@Rajan@fbeck When you again encounter an error due to a file missing on cache, please can you run the command cryosparcm snaplogs and email us the tgz file that the command produces. I will send you a direct message about the email address.
Hi @Rajan and @fbeck, thank you for sharing your logs and your continued patience as we investigate this error. Unfortunately we have not yet determined the cause of these “File not found” errors after the following steps:
We conducted thorough testing of the SSD cache system on a multi-node BeeGFS installation with export CRYOSPARC_CACHE_LOCK_STRATEGY=master in cryosparc_worker/config.sh on the latest CryoSPARC v4.6
We did not observe any errors with up to 5 jobs running on different nodes accessing the cache simultaneously.

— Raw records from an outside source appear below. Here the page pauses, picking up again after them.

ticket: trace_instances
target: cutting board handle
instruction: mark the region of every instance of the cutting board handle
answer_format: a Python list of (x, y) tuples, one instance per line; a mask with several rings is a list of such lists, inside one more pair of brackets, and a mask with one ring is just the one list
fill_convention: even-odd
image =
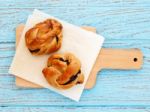
[(86, 89), (95, 85), (97, 73), (101, 69), (140, 69), (143, 54), (139, 49), (102, 48), (86, 83)]

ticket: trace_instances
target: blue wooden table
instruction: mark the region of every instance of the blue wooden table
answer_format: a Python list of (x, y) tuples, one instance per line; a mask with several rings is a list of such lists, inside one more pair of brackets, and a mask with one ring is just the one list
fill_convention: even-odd
[[(141, 70), (103, 70), (74, 102), (47, 89), (19, 89), (8, 74), (15, 28), (37, 8), (105, 37), (106, 48), (140, 48)], [(150, 0), (0, 0), (0, 112), (150, 111)]]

We did observe “File not found” errors on versions of CryoSPARC older than v4.4.0 or with no CRYOSPARC_CACHE_LOCK_STRATEGY set
We carefully inspected the logs you provided and have not identified any signs of incorrect behaviour
We conducted a thorough audit of our caching and locking code and did not find any gaps in our implementation that could cause these errors
To further proceed with our investigation, could you share any additional relevant details about your system configuration? We’re most interested in the following:
The most recent CryoSPARC version in which you have observed this error
A job report of the most recent job where the error occurred
A summary of the specifications for your compute systems, including
CPU model
Total RAM
Operating system and kernel version (e.g., output of uname -a)
Types of applications that run on this system and access the shared SSD
A summary of processes and services that run on this node alongside CryoSPARC, (e.g., if the system uses systemd, what is the output of systemctl --type=service)
Mount options for the particle cache filesystem
Configuration of your shared cache system, including
Which parallel file system it uses (e.g., GPFS, BeeGFS, Ceph, etc.) and what version.
Any configuration files or settings for the parallel file system, particularly any settings that have been overridden from the defaults
A summary of node types used (e.g., management, metadata, storage, client, etc.)
How many of each type there are
Where is each node hosted (e.g., are they running on the GPU compute nodes or on dedicated storage nodes?)
As before, you may send us any files you collect by email.
thanks for working on the Problem.
I try to collect the information as soon as possible.
In brief we use gpfs on dedicated fileservers and cryosparc 4.5.1 with
“CRYOSPARC_CACHE_LOCK_STRATEGY=master”.
OS Worker: SLES 15 SP4
But I think it’s maybe faster for both sides if we provide an account and
resource so that you can test on our system (need to check). Would that be an option for you ?
For us the error usually occurs if more than 6 big jobs
(~Million Particles box > 128) are started (and caching)
at the same time. (2d classification, het. Refinement, +Extraction on top)
Could you test with 6-10 big parallel jobs accessing a
big cache 50TB which is 90% full. (started at the time)
It also takes sometimes very long time to just find an already cached
dataset (up to 60min).
Hi @fbeck, thanks very much for this information. Based on your job reports we were able to find a bug in the SSD cache system that would trigger “File Not Found” errors during the “Checking files on SSD” step. This has been fixed in the latest v4.6.1 release. Please try it out and let me know if the issue is resolved for you.
Regarding the following:
We did find something similar in our own testing. For context, the cache system was initially designed for fast local SSDs, where we assumed that listing the contents of the cache drive and retrieving their metadata (size, modified time) are relatively fast operations. We did not optimize for parallel file systems such as GPFS where this may not be the case.
The latest update unfortunately does not include any performance improvements, but we’ve recorded the issue and plan to address it in a future update.